OTÁVIO: AS COMPORTAS DA SUA POESIA



Conforme observei sobre o meu amigo poeta, irmão Otávio Bueno da  Fonseca – de Piraju, do Brasil e do mundo, ele mantém um senso crítico afiado como uma navalha daqueles barbeiros antigos. Curiosamente, ele redige com rapidez, as palavras pulam de seus dedos como que dotadas de molas e até descem para o papel num vôo trêmulo como asas de borboletas.

              Todo escritor, mormente em seu lavor poético, ainda que tangido pelo dom, onde impera sobremodo o inconsciente – que vai a debulhar-se em imagens e sons, às vezes em caretas e gritos – é um processo que exaure forças e, ao poema concluído sobrevém um natural cansaço. Não sei se do cérebro, do coração ou da alma ou de todos esses atributos juntos.

              Feito isto ele deixa de parte a obra recém-nascida e já parte para outra, como uma parturiente insaciável, acostumada ao ofício, e eis que, em alguns casos, arranca a fórceps outras palavras que se fazem escritas, como se corporificadas nos símbolos gráficos.

              Ato contínuo joga tudo numa gaveta, como quem coloca os seus rebentos num berçário  e ali eles permanecem, ora por um tempo breve ou por períodos mais longos. Em suas tréguas de criação, revisita esses filhos que, a rigor, nem bem se lembra de suas feições, e aí começa a metamorfoseá-los, acrescentando, mais comumente suprimindo-os e, muitas vezes até substitui  suas caras e mantém  o corpo ou vice-versa.

              Que fiquem tranquilos os opositores de prática de aborto. Otávio não faz nem aborto nem eutanásia de seus filhos poema ou suas filhas-poesia. Mas muitas vezes os faz tão mudados que eles, ainda em tenra idade, reproduzem e geram outros, como células que se reproduzem pelos diversos meios ensinados pela citologia. .

              Assim, ele vai criando essa prole, que já é grande, por ele chamada de Proesia, mas insiste em deixar seus pupilos (poesia e prosa) resguardados numa redoma onde, de vez em quando  reabre e, sem qualquer restrição, vai lhes confeiçoando com novos termos, sinônimos que entende mais adequados. Toda  essa safra  do Otávio fica na sua tulha sem que ele a leve ao mercado.
           Esse é o estilo produtivo que elegeu para o seu estro. Ao mesmo tempo que sente pena de cortar alguns poemas que podem bem servir a um livro – difícil escolher um poema melhor que outro, e até me recusei  a essa tarefa, ele chega ao extremo de afirmar:” pouco me importo se tudo isto vai virar obra póstuma; o mais  importante para mim é que  se ganharem o mundo retratem o meu esforço exigente e que se portem como filhos educados e agradáveis aos leitores  que  porventura os acolhan.".”

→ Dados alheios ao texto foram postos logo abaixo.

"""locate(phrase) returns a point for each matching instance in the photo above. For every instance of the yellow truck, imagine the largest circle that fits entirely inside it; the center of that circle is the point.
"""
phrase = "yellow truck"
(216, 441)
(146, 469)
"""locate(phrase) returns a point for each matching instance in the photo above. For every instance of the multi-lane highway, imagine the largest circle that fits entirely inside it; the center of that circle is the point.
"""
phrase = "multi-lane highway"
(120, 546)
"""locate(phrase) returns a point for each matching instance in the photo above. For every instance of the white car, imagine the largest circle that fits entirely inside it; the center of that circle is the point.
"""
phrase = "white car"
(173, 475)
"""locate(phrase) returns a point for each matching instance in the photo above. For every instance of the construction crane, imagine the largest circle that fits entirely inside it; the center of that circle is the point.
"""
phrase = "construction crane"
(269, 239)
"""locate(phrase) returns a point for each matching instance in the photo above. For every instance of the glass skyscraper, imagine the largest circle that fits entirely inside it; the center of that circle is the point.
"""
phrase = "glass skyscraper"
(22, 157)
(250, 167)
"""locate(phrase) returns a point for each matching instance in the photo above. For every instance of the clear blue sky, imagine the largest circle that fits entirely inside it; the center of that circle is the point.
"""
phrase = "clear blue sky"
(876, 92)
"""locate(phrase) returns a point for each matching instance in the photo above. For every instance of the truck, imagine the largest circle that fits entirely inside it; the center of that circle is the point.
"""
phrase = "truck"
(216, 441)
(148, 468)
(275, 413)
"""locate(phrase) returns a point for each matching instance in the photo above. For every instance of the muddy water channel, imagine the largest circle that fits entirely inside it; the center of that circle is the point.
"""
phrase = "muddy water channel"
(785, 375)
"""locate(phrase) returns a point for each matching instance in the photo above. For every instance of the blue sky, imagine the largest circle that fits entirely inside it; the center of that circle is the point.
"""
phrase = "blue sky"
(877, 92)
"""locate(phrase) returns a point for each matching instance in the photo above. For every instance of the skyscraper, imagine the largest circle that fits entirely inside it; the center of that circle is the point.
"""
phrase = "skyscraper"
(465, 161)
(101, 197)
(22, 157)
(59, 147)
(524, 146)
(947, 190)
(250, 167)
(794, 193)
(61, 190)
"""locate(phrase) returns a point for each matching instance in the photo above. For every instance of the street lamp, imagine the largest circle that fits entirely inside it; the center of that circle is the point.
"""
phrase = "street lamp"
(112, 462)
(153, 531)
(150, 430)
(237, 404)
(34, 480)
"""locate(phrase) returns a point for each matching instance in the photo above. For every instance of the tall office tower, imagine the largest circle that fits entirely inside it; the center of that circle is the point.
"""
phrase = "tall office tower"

              Não há o que afirmar se este processo otaviano é correto ou não. Esse é o estilo dele. E julgo válido, porque o dono da boiada é ele que  vai colocá-la na estrada, a seu ver, com a forma mais  perfeita possível, vacinada contra a aftosa dos lugares comuns ou de carrapatos de cacófatos e outros vícios de linguagem.
              Pela amizade que nos une desde os idos de 1966, na aprazível Estância de Piraju de meus estudos (e outras lembranças muito caras), eu aqui deixo este  apelo para que ele, Otávio Bueno da Fonseca, conceda  a emancipação aos seus filhos, retidos em seu colo por tanto tempo, e deixo-os correr mundo. Sei, por experiência de leitor e por vivência na área literária (embora pouquíssimo conheça de mercado editorial) que esses poemas, filhos de sua pena exigente, com toda a certeza, irão palmilhar longas terras e levar o frescor e o calor de seu estro a grande número de leitores de muitos lugares.